Batch DRM/Password detection

rfog · 07-12-2020, 08:38 AM

All!

I have across time a lot of purchased PDF and I want if there exist a way to check if they have DRM or are password protected or copy/print/whatever restriction?

I know I can go PDF by PDF checking it, but when the number is about two thousand...

Does not matter if the way to do it need to be done in macOS, Windows or Linux.

Thanks in advance.

(And no, I'm not asking a way to *remove* DRM, I want to collect my DRM protected PDF).

JSWolf · 07-12-2020, 11:11 AM

Sorry, there is no way to check for DRM on PDF in batches. You have to do it one by one.

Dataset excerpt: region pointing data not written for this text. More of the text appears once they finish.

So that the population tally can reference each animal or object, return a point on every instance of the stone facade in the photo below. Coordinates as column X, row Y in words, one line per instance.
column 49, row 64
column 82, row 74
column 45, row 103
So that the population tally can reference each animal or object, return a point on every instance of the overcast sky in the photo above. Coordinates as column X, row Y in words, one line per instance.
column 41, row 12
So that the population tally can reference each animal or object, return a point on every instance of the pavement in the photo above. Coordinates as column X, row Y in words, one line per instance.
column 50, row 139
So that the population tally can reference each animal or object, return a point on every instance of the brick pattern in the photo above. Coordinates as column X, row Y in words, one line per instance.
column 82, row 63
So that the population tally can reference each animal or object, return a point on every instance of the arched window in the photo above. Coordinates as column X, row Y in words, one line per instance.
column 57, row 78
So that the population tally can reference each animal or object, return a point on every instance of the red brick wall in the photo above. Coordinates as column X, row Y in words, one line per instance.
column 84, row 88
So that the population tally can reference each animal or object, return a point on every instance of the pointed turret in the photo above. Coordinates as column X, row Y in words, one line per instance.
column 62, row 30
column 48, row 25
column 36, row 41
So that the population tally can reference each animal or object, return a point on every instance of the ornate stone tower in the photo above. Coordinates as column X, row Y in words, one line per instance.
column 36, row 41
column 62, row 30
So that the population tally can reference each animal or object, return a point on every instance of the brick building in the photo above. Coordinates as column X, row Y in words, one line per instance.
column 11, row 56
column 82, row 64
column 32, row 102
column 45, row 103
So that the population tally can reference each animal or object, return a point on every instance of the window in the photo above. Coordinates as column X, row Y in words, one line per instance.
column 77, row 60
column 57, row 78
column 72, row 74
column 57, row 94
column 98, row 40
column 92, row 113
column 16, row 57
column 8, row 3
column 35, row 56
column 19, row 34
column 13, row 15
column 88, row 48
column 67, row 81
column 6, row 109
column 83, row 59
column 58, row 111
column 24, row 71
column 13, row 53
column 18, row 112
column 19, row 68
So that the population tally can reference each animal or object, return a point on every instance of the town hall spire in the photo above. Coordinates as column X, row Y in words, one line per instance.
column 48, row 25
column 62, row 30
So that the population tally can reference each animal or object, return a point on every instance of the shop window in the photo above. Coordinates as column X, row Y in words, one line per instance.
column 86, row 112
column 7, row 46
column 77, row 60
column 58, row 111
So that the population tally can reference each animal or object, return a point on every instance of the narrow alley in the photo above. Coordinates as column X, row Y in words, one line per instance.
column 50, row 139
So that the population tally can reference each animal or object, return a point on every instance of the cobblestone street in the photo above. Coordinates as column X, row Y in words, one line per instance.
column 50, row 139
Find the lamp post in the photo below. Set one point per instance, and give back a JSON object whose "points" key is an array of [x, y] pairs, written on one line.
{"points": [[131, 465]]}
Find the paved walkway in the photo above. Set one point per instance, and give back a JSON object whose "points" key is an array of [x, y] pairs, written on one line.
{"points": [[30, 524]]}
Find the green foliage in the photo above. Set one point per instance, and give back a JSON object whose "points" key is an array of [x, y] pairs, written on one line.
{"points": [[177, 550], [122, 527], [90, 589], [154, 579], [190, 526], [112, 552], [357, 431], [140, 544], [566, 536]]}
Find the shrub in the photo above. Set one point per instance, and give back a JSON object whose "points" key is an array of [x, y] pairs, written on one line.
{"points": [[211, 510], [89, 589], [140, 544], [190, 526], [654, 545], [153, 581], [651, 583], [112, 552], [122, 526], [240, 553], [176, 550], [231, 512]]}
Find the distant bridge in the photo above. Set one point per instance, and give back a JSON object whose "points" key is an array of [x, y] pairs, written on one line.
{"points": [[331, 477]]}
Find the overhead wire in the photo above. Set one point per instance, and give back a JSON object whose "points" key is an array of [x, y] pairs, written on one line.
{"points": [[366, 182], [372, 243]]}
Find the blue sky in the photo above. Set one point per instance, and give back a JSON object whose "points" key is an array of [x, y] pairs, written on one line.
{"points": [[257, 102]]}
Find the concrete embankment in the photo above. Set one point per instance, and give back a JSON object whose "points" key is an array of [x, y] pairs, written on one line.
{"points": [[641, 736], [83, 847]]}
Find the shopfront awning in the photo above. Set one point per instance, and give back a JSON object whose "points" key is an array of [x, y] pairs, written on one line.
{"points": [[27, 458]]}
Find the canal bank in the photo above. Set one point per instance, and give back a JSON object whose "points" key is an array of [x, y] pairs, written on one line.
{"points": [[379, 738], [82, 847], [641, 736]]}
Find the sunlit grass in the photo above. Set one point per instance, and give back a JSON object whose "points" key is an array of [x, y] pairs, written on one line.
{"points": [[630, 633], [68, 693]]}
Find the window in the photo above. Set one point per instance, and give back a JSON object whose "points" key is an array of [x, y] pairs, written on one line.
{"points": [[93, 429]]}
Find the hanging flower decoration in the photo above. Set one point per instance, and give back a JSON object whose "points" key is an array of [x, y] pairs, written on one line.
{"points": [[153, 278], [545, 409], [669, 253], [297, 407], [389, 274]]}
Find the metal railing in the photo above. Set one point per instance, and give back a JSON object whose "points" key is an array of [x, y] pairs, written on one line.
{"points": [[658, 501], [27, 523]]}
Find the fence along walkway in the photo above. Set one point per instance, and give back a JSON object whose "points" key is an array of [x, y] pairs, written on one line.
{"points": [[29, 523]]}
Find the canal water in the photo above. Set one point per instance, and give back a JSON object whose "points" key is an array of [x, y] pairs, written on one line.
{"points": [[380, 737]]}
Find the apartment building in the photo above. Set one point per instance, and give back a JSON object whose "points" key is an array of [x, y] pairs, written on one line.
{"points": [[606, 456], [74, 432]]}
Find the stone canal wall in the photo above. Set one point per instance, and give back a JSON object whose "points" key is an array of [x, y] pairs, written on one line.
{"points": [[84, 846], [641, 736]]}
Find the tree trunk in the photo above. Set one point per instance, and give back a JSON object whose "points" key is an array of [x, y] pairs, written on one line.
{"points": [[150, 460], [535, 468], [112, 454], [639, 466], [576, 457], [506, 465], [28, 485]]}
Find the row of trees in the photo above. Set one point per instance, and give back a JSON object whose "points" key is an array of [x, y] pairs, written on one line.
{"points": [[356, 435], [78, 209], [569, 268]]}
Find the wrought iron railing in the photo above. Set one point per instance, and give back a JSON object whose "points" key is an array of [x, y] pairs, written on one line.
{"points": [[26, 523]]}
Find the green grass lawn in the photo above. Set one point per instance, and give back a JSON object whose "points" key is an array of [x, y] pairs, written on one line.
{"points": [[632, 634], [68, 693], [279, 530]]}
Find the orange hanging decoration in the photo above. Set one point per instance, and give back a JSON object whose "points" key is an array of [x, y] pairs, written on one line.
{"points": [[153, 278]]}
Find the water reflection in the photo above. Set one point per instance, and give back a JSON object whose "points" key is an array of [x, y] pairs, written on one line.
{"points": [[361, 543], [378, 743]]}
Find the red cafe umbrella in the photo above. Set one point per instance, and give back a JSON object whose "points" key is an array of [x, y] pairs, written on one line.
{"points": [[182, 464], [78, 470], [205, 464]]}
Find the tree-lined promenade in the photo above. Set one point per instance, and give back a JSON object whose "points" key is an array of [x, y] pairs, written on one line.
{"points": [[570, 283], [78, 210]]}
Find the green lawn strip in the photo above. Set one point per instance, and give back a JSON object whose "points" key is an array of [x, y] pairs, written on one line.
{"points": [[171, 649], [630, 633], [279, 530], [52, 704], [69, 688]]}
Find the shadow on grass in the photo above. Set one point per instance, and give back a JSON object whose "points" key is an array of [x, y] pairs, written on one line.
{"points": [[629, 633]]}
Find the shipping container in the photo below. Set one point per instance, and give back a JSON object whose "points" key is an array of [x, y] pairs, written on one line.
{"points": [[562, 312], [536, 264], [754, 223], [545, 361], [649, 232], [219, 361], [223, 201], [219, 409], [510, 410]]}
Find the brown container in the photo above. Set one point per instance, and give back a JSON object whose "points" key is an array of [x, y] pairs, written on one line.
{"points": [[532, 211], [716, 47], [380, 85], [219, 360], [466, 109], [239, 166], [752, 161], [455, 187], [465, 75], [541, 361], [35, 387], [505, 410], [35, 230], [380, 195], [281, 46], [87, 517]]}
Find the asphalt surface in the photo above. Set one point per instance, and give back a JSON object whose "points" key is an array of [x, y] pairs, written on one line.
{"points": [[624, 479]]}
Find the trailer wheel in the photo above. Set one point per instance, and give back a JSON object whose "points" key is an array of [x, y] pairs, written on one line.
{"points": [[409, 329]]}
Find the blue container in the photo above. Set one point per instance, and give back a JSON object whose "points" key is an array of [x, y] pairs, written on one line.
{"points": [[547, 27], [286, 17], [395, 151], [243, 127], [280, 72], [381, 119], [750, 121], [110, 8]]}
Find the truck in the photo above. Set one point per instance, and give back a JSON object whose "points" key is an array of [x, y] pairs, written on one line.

j.p.s · 07-12-2020, 12:49 PM

Quote:

Originally Posted by JSWolf

Sorry, there is no way to check for DRM on PDF in batches. You have to do it one by one.

Of course there is a way.

In a bash terminal in linux with pdftk installed:

Code:

for file in *.pdf
  do pdftk $file dump_data > /dev/null 2>> encrypted_list.txt
done

The file encrypted_list.txt will contain a list of encrypted files (and any other errors that turn up).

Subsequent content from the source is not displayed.